$Alphabet-A (GOOGL.US)$ reported a solid beat on growth and margins along with positive commentary across the business lines.
Story likely moves sideways (positive business fundamentals offset by concerns about AI impact on search, and regulatory impacts) while numbers move higher (revenue / profits seem low but FCF seems high).
Risk / reward remains decent even w/ regulatory overhang. I am denting the multiple by 10% to account for potential loss of 10% of profits. Other point I would make is given the jump in CAPEX from 10% of revs to 15% which likely sustains, the FCF multiple is materially higher than GAAP EPS multiple.
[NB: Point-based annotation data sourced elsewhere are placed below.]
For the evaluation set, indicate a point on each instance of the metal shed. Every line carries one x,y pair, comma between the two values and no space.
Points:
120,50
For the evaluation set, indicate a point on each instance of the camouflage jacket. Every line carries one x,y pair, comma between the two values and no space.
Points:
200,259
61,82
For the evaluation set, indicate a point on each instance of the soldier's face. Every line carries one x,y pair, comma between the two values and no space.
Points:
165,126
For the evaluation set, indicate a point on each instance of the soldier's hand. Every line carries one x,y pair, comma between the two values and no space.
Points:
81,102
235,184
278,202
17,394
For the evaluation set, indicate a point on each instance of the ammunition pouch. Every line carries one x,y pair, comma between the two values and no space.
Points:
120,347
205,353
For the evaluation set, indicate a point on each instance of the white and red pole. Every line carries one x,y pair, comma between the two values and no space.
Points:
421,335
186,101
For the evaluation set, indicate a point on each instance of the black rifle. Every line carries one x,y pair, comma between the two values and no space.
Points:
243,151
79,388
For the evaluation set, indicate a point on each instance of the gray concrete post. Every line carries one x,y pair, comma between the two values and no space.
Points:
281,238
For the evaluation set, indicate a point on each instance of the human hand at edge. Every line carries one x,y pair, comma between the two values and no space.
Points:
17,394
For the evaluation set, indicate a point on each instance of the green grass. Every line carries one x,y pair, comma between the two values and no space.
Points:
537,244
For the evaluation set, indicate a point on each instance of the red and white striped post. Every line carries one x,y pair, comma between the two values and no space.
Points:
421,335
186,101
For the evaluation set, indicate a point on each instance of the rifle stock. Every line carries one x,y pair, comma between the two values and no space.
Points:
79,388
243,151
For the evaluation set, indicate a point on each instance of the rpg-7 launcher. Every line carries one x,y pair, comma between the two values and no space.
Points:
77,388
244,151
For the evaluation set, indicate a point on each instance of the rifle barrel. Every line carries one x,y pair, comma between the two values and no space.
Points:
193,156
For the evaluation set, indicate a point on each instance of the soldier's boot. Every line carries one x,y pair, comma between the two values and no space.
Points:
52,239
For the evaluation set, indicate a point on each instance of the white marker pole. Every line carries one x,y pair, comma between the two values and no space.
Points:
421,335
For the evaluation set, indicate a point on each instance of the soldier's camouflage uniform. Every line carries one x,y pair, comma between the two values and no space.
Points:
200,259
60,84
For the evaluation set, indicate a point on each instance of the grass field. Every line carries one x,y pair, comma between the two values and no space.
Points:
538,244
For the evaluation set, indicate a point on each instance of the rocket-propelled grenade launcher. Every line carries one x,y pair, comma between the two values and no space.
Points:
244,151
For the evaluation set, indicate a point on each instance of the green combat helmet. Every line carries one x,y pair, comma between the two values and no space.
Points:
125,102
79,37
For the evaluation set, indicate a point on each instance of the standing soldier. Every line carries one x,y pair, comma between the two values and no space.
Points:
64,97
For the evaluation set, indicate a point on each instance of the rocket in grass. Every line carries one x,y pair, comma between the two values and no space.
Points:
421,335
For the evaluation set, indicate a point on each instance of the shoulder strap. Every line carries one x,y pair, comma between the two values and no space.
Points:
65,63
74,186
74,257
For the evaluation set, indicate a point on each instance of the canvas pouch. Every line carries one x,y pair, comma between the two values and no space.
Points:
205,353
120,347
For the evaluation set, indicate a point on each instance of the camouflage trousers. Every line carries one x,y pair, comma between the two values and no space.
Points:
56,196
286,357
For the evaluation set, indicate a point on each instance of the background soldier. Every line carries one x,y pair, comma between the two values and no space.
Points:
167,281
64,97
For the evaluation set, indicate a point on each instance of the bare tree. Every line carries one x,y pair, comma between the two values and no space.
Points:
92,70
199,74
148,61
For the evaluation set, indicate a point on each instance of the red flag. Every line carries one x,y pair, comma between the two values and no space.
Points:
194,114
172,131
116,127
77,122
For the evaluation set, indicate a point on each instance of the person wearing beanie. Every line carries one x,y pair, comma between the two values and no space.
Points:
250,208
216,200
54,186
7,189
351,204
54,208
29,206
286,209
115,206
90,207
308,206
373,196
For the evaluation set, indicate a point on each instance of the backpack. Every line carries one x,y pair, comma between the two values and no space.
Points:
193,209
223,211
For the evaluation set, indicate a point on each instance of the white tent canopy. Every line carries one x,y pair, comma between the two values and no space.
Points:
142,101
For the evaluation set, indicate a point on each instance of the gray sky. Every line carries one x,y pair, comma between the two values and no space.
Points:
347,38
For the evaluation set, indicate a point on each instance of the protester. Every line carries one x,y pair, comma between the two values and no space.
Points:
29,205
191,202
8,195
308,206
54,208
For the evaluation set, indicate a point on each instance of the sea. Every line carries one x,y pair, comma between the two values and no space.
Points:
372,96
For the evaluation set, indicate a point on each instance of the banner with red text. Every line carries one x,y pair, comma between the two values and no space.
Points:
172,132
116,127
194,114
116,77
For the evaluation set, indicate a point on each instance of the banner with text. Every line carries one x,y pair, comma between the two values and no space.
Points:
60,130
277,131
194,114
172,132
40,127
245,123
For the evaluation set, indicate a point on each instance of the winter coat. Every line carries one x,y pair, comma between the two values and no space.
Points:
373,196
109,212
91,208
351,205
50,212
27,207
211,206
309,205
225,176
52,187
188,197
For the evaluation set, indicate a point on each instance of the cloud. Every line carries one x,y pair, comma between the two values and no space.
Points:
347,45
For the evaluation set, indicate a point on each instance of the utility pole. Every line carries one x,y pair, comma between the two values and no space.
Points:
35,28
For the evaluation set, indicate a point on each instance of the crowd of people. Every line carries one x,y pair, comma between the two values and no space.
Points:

Upside of 41% to 22.5x my CY26 GAAP EPS which is 28x FCF. 57% upside to 25x if no impact from government.
Downside of -22% to 16x street CY25 GAAP EPS (again assuming this would normally bottom at 18x but market handicapping 10% loss of profits from government takes it to 16x), and downside of -11% on 16x street CY26.
The Quarter
Search rev of 49.4b grew 12.2% yy (decel from 13.8% last qtr and consistent w/ 11.3% yy last Q3) > street at 49.0b – net rev delta of 876m down from 1,398m last Q3. Importantly, company noted that AI is increasing length and number of searches, integration of ads is going well, and that monetization is at an approximately similar rate.
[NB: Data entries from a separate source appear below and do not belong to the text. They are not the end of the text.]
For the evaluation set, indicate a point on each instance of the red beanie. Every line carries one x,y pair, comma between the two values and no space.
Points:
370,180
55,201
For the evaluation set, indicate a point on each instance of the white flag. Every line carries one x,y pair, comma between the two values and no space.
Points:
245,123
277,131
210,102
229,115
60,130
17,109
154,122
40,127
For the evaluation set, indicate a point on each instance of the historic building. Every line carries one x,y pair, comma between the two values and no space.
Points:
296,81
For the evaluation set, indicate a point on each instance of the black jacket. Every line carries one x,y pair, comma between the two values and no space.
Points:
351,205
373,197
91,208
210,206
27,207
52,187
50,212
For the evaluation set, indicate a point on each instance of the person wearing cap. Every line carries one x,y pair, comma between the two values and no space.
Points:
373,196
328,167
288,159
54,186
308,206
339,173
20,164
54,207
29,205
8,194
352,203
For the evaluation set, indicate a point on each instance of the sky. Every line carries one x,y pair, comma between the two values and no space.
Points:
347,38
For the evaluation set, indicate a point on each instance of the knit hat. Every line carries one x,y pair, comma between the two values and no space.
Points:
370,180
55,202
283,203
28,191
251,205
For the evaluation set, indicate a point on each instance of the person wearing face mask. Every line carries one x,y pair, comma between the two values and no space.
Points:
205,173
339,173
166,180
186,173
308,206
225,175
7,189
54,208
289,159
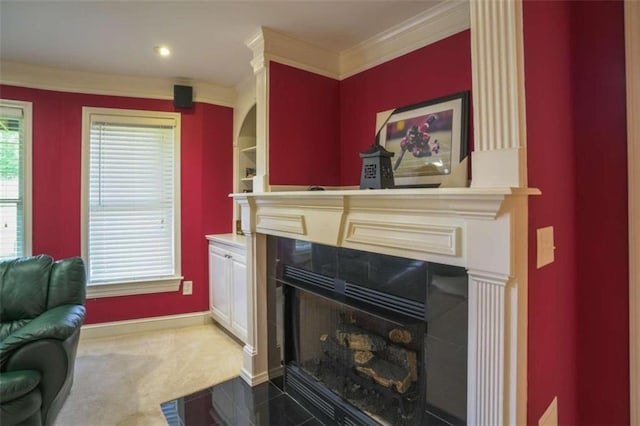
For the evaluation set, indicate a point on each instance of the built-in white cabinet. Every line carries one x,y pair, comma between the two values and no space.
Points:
228,282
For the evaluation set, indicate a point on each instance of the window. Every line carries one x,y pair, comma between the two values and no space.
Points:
131,201
15,179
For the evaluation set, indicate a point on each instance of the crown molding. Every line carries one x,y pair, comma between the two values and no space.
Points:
439,22
443,20
38,77
269,45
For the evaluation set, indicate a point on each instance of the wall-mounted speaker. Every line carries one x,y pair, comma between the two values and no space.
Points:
182,96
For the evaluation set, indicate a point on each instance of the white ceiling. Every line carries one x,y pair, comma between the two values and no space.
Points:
207,37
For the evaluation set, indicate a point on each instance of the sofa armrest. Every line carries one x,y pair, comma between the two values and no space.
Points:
55,360
58,323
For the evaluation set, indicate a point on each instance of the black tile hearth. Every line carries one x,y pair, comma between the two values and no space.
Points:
236,403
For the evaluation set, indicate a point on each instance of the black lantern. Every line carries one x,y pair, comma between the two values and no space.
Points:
376,168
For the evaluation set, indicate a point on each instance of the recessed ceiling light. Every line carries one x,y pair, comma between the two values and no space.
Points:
163,51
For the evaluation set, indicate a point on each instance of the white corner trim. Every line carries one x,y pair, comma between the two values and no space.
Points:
632,41
269,45
443,20
46,78
97,291
118,328
436,23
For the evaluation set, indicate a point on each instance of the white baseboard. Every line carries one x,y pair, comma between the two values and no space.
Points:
118,328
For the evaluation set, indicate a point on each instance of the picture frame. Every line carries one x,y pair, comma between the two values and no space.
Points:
429,140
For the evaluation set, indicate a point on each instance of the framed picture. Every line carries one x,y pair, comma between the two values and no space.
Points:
429,140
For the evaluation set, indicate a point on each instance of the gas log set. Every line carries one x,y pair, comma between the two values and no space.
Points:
388,364
368,339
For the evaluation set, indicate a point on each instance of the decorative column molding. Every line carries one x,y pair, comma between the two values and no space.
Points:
632,41
486,353
497,353
497,58
260,64
254,354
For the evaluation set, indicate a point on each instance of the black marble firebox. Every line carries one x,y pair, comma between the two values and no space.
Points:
361,338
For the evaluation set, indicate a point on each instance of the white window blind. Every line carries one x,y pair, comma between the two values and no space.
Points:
14,180
132,198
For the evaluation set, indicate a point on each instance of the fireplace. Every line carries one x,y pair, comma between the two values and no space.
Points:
367,338
448,230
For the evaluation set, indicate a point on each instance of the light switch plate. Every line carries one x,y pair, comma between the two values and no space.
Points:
550,416
545,246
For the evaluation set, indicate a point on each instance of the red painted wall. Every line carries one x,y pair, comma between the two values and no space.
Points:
601,203
304,139
436,70
206,179
553,304
576,135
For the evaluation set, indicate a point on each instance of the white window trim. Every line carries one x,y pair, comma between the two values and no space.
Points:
111,289
27,119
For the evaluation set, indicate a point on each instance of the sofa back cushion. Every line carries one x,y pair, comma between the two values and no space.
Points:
23,287
68,283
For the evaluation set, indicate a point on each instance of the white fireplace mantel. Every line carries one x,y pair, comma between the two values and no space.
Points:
481,229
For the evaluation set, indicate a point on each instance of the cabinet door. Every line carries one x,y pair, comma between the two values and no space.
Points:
239,318
219,285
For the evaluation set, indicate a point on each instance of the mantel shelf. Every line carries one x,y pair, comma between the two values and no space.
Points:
477,203
249,150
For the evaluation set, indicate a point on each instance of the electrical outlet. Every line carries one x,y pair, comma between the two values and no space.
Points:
546,246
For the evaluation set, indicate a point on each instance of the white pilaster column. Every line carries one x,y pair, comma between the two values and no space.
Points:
486,361
260,64
497,352
499,158
255,352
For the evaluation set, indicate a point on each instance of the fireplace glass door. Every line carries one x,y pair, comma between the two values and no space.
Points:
372,363
364,338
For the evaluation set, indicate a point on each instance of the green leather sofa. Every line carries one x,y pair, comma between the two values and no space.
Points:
41,311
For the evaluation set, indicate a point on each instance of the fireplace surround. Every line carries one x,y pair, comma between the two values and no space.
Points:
367,338
482,230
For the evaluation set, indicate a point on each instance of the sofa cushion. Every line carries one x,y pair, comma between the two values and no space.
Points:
14,384
10,327
23,287
67,284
Cloud rev of 11.4b accelerated to 35% yy from 29% last qtr and up from 23% last Q3 > street at 10.9b – net rev delta of 1b up meaningfully from 773m last qtr and 380m last Q3. Operating margin of 17.1% up meaningfully from 11.3% last qtr and 3.2% last Q3. Business line is on fire driven by AI.
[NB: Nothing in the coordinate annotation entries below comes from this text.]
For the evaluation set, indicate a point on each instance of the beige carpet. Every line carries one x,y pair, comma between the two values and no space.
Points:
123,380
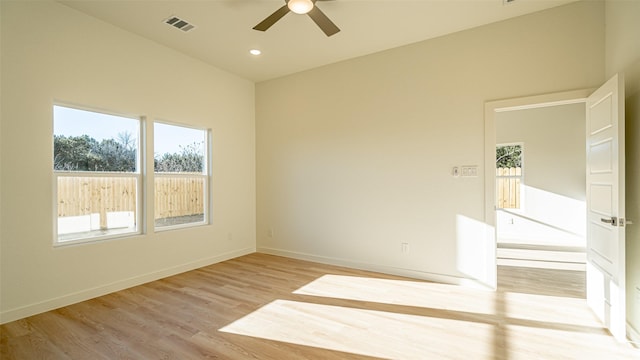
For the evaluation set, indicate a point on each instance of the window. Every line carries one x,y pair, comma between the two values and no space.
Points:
96,162
181,176
509,175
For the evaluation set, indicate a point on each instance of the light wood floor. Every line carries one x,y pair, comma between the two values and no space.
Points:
267,307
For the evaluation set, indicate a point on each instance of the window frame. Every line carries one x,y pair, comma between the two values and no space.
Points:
521,197
138,175
206,177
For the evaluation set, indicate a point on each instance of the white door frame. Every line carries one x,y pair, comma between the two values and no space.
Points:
493,107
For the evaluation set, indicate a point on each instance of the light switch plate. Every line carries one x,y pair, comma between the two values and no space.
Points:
470,171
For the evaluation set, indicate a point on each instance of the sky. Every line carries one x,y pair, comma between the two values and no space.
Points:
73,122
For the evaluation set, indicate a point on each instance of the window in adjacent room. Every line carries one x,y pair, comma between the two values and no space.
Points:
509,175
96,168
181,176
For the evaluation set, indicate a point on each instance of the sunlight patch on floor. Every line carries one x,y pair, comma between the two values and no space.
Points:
400,292
364,332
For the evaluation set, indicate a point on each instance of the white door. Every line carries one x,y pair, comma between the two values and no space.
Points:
606,206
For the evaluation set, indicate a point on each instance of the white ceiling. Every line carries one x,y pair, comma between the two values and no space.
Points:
223,35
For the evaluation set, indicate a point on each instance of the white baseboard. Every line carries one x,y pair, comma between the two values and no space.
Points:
439,278
55,303
633,335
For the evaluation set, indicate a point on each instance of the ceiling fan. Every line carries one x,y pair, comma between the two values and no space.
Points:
300,7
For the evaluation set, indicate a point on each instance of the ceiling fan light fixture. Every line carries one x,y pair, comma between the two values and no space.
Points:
300,6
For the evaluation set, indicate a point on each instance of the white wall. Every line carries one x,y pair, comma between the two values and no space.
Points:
553,191
51,52
623,55
355,158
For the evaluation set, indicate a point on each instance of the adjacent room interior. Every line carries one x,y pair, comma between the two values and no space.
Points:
345,196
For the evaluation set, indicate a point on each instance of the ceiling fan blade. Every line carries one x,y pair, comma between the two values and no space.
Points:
272,19
323,21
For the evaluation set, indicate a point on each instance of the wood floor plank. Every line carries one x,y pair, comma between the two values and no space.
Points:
267,307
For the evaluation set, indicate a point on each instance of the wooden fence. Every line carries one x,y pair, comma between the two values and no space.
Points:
508,189
174,196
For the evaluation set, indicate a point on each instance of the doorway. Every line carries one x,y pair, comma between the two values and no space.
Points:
541,198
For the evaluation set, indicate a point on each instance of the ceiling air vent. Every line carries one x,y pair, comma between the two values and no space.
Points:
180,24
YouTube rev of 8.9b grew 12.2% yy (decel from 13..0% last qtr) = street at 8.9b – net rev delta of 258m down from 287m last Q3 which included ramp of large APAC retailer (Temu or Shein). Q4 should be pretty big with political spend – probably accelerates to high teens. Short video form is doing really well – 70% of video submissions and views growing rapidly.
Network rev of 7.5b shrank -1.6% yy which was less of a decline than the -5% last qtr and -3% last Q3. This is low margin revenue anyway so the decrease here is helping search gross margins.
Mixed expense control. GAAP OM of 32.3% was down sequentially from 32.4% last qtr which rarely happens and was partly due to employee count increasing by 1.7k qq (headcount otherwise has been flat to down over the past 6 qtrs). So question will now arise as to whether company is back to hiring mode which will dampen margin expansion from here.
And margin expansion could be further dampened by D&A ramping off the large increase in capex this year.
Capital return in place w/ shares on track to decrease -2% this year.
72614950 : Just MM trying to throw us off. Tesla was basically a trash report with one good set of numbers and went off the map. Goggle was beyond perfect and there’s a concern?